The master problem is designed to optimize the intensities of the scanning spots from all beams. The goal for BAO is to select a small number of beams. The beam not selected should have zero spot intensity.
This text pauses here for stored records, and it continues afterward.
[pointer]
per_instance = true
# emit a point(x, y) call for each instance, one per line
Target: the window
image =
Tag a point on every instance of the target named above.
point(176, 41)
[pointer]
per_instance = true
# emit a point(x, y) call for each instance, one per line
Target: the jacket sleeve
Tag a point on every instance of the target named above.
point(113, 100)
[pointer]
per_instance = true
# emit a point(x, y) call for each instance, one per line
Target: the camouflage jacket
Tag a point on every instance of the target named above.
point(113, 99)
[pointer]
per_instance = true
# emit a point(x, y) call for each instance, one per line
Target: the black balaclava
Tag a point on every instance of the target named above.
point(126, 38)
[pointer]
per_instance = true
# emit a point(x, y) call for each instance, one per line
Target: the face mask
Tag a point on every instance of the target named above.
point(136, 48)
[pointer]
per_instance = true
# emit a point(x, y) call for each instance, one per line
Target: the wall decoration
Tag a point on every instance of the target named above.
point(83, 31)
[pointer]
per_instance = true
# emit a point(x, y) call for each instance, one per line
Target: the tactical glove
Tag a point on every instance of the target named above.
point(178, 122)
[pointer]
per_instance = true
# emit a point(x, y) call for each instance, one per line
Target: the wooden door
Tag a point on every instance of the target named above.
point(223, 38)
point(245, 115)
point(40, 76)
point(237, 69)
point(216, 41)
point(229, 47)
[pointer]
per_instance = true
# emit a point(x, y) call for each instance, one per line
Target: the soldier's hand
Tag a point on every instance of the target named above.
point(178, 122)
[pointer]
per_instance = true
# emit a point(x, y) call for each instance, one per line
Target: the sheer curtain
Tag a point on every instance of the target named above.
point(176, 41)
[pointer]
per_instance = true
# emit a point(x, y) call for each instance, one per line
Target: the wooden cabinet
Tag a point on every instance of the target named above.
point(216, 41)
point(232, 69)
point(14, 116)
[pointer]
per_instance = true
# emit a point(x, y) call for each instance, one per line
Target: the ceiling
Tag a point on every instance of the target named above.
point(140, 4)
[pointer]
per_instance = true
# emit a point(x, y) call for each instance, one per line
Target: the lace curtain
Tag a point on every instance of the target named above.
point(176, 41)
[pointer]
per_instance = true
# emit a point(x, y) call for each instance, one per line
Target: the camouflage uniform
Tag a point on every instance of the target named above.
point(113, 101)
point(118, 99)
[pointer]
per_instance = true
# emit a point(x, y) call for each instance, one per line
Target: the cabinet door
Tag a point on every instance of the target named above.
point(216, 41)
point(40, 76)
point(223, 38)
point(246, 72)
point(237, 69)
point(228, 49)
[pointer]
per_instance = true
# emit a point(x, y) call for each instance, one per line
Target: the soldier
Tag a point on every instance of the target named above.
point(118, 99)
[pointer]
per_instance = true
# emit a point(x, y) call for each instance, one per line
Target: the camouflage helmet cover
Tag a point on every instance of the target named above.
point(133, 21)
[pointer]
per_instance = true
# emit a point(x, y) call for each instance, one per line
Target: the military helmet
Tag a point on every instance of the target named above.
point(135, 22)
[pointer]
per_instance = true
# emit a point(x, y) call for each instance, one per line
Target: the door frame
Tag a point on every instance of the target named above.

Then, the subproblem with selected beam set $B_{\mathrm{select}}$ is defined as:

$$\begin{array}{cc}& \underset{d,x}{\mathrm{minimize}}\mathrm{G}\left(d\right)\hfill \\ & \mathrm{subject}\mathrm{to}d=\sum _{b\in B_{\mathrm{select}}}{A}_b{x}_b\hfill \\ & x_b\ge 0,\mathrm{for}b\in B_{\mathrm{select}}\hfill \end{array}$$ (B2)

The Lagrange function for the master problem is:

$$L(x,d,u,v)=\mathrm{G}\left(d\right)+u(d-\sum _{b\in B}{A}_b{x}_b)-\sum _{b\in B}{v}_b{x}_b$$ (B3)

where $u$, $v$ are Lagrange multipliers associated with the constrains in the master problem.

The Karush‐Kuhn‐Tucker (KKT) conditions²⁸ are evaluated:

$$\begin{array}{cc}& d=Ax,d\le q,x_b\ge 0,\mathrm{for}b\in B\hfill \\ & v_b\ge 0\hfill \\ & u=\partial G(d)\hfill \\ & v_b=A_b^{\mathrm{T}}u,\mathrm{for}b\in B\hfill \end{array}$$ (B4)

Using the same smoothing approach as Section 2.D and FISTA, the subproblem can be solved to obtain optimal primal variable $x_b^{\ast },b\in B_{\mathit{select}}$, and optimal dual variables $u^{\ast }$, and $v_b^{\ast },b\in B_{\mathit{select}}$. Then, all $v_b,b\in B\backslash B_{\mathit{select}}$ are calculated by $v_b=A_b^{\mathrm{T}}u$. The $v_b^{\ast }$ in the selected set meets the non‐negative condition, but the $w_b$ in the rest set may be negative. In $B\backslash B_{\mathit{select}}$, the negative elements in vector $w_b$ are summed to produce a single value to evaluate this beam $b$. The beam with the most negative sum is supposed to help to optimize the master problem most, so this beam is added to $B_{\mathit{select}}$ and a new subproblem is formed and solved again. By this method, we can start from an empty selected set, add one beam per iteration, reach the desired number of beam, and then exit the iteration.